Friday, November 18, 2011

Forming a Government

Someone asked me recenlty for my thoughts on Proportional Representation. I am no specialist in voting systems and claim no expertise in such matters. Back when I was a political sicentist, one typically distinguished broadly between single-member electoral schemes in which the candidate with a majority or plurality of the votes in a district wins the seat (the system that has historically predominated in the UK and was inherited from Britain by the US and Canada) and various schemes of “Proportional Representation” which seek to address the evident overall inequity in the single-member system by allocating the seats in Parliament in some proportion to the performance of the competing political parties (a method, variations of which, was at various times adopted in various European parliamentary democracies). The PR method recognizes the existenceof more than one political party – and in turn encourages the existence of multiple parties. Typically such parties represents relatively narrow interests and/or ideologies. In parliamentary systems, when no party commands a majority, typically two or more parties must form an alliance – a coalition – in orderfor the country to be governmed. In such societies, the King, Queen, or President, in additon to performing the “dignified” fucntions of government in his/her role as Head of State is often at the center of the negotiations between/among the competing parties leading to the eventual formaiton of a coalition government. The US, of course, has a presidential system rather than a parliamentary system. So coalition governments in that sense cannot be formed. The American Presidnecy is in that sense the ultimate “single-member district.” Of course, coalitions have historically been formed in American politics – but before rather than after the election. Whereas parliamentary systems with proportional representation encourage more narrowly based, ideologically principled parties, which must then compromise after the election by forming a coalition in order to govern, the American system traditonally has favored forming coalitions before the election, in the form of our traditionally broad-based “big tent’ political parties. It is obvious that each system has its merits and advantages – and disadvantages. So which system one may prefer probably at any particular time depends on what sorts of outcomes one wants to see.

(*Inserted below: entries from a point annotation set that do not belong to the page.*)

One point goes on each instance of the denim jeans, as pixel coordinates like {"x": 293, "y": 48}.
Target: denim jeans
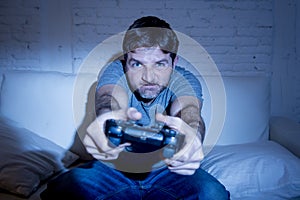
{"x": 95, "y": 180}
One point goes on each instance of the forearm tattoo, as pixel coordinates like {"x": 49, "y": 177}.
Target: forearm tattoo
{"x": 191, "y": 116}
{"x": 105, "y": 103}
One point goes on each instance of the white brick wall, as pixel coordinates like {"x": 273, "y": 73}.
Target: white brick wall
{"x": 56, "y": 35}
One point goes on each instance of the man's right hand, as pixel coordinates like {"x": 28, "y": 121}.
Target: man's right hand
{"x": 96, "y": 142}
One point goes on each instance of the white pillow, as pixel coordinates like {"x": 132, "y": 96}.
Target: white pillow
{"x": 263, "y": 170}
{"x": 247, "y": 109}
{"x": 26, "y": 159}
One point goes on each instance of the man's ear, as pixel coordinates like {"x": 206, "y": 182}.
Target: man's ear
{"x": 175, "y": 61}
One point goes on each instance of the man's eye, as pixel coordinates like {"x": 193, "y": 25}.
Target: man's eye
{"x": 161, "y": 65}
{"x": 136, "y": 65}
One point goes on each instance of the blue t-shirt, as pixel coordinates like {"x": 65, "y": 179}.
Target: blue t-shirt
{"x": 182, "y": 83}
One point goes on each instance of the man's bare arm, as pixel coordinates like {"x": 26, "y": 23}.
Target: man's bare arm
{"x": 188, "y": 109}
{"x": 110, "y": 98}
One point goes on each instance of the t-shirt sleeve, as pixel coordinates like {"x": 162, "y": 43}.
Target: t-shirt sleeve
{"x": 184, "y": 83}
{"x": 112, "y": 74}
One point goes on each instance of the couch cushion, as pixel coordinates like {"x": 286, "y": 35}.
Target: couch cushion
{"x": 260, "y": 170}
{"x": 247, "y": 109}
{"x": 27, "y": 159}
{"x": 40, "y": 102}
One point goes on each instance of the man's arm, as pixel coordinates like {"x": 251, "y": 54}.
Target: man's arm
{"x": 110, "y": 98}
{"x": 188, "y": 108}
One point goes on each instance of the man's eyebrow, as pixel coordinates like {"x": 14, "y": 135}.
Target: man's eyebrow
{"x": 134, "y": 60}
{"x": 162, "y": 60}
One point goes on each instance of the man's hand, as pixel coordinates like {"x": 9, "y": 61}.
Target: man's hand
{"x": 187, "y": 160}
{"x": 96, "y": 142}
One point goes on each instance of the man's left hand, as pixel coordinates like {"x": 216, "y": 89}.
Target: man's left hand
{"x": 187, "y": 160}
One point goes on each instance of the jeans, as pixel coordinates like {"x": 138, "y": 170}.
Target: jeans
{"x": 95, "y": 180}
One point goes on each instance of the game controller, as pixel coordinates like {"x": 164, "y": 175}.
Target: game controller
{"x": 144, "y": 139}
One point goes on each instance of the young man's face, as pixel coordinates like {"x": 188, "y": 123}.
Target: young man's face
{"x": 148, "y": 71}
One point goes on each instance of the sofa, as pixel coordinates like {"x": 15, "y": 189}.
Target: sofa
{"x": 43, "y": 116}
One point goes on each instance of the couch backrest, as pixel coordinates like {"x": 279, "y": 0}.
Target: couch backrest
{"x": 247, "y": 109}
{"x": 43, "y": 103}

The current serious political dysfunction in the US results in large part from the fact that our two parties are no longer such coalitions. When I was a political scientist, there were liberal Republicans and conservative Republicans, liberal Democrats and conservative Democrats. For a whole host of reasons – among them reapportionment and the greater number of “safe” districts, on the one hand, and the rise of political primaries and the increased importance of money in elections, on the other – the two parties have become much more ideologically “pure.” Republicans candidates and primary voters are way more to the right than the population as a whole, while Democratic candidates and primary voters have become way more to the left than the population as a whole. And the “center,” while it may still exist in the nation, no longer exists at all in government. Hence, the inability of congress to compromise and achieve a “Grand Bargain” on taxes and spending, for example. And it hardly matters that Congress is is held in such notorious disrepute as a result, that a mere 9% of the population has a positive view of Congress, for example. Most incumbents will probably be re-elected – especially if they remain uncompromisingly faithful to the more extreme positions embraced by the likely primary voters in their parties.

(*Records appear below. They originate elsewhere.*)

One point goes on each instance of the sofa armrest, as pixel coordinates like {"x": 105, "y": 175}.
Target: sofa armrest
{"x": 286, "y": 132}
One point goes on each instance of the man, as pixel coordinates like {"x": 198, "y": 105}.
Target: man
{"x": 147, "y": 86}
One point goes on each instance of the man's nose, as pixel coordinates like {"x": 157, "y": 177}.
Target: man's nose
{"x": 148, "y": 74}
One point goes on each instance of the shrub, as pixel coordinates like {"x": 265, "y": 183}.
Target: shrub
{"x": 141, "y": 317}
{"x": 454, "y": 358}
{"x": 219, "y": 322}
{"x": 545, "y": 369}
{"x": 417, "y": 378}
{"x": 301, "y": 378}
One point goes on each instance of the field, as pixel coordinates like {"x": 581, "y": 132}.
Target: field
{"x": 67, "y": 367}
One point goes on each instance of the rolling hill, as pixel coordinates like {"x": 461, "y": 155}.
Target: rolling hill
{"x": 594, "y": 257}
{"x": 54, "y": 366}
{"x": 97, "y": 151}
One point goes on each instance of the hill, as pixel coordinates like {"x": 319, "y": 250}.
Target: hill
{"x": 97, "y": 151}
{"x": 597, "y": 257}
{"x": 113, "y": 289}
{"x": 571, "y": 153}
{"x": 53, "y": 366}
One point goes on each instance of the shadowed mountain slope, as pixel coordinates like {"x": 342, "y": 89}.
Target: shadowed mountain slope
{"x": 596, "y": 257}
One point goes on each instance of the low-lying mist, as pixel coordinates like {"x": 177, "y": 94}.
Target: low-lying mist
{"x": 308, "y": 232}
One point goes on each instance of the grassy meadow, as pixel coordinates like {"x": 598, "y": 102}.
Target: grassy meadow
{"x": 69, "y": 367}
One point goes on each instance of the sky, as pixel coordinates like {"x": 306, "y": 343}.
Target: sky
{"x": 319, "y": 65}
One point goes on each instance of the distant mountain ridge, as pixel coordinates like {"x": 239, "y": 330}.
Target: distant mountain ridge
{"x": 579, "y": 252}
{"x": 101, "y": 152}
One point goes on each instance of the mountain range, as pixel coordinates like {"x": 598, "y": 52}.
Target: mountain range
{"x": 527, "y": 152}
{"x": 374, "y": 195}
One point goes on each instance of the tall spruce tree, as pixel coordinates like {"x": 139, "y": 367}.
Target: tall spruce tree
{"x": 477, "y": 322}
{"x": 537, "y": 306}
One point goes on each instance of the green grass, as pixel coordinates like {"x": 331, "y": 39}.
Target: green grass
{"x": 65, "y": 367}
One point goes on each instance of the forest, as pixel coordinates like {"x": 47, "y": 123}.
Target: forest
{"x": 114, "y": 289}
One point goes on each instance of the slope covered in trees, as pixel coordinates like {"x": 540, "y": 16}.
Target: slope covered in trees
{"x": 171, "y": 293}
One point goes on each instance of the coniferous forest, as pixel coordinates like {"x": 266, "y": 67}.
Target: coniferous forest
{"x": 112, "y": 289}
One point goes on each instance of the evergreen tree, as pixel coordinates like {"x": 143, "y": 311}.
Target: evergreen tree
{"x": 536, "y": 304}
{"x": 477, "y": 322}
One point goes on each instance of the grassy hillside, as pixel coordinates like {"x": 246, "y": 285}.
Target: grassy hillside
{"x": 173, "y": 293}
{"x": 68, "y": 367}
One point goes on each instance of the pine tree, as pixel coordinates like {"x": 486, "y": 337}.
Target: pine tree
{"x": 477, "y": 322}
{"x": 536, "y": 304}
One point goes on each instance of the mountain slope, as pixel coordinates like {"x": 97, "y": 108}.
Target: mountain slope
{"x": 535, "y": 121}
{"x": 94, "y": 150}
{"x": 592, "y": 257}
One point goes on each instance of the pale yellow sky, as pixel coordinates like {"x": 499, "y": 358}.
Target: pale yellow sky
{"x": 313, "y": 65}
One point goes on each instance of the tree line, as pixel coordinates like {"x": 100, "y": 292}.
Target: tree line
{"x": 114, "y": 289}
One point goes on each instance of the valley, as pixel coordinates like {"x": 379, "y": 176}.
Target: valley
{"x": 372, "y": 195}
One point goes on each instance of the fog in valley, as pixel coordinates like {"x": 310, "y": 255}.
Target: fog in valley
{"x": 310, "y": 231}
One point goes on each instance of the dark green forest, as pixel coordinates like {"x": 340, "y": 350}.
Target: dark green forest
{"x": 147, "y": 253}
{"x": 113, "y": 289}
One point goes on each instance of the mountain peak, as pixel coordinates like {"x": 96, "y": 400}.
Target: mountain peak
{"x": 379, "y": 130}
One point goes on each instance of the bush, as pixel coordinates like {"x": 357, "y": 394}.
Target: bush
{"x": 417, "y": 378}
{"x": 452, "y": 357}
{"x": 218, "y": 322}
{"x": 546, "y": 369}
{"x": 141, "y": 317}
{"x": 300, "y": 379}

So we now have the worst of both worlds – narrowly based, ideological parties competing with one another, but unable to do the equivalent of “forming a government.”

1 comment:

  1. "...The American system traditonally has favored forming coalitions before the election." I don't recall hearing anyone compare systems with this particular insight before.
    So, it's not that our single member, presidential system is necessarily or constitutionally less representative than PR or single-member parliamentary systems, but that the inherent tendency to form pre-election coalitions within our parties is faltering at the moment as an exception to the rule.
    I'll have to think about it for a while.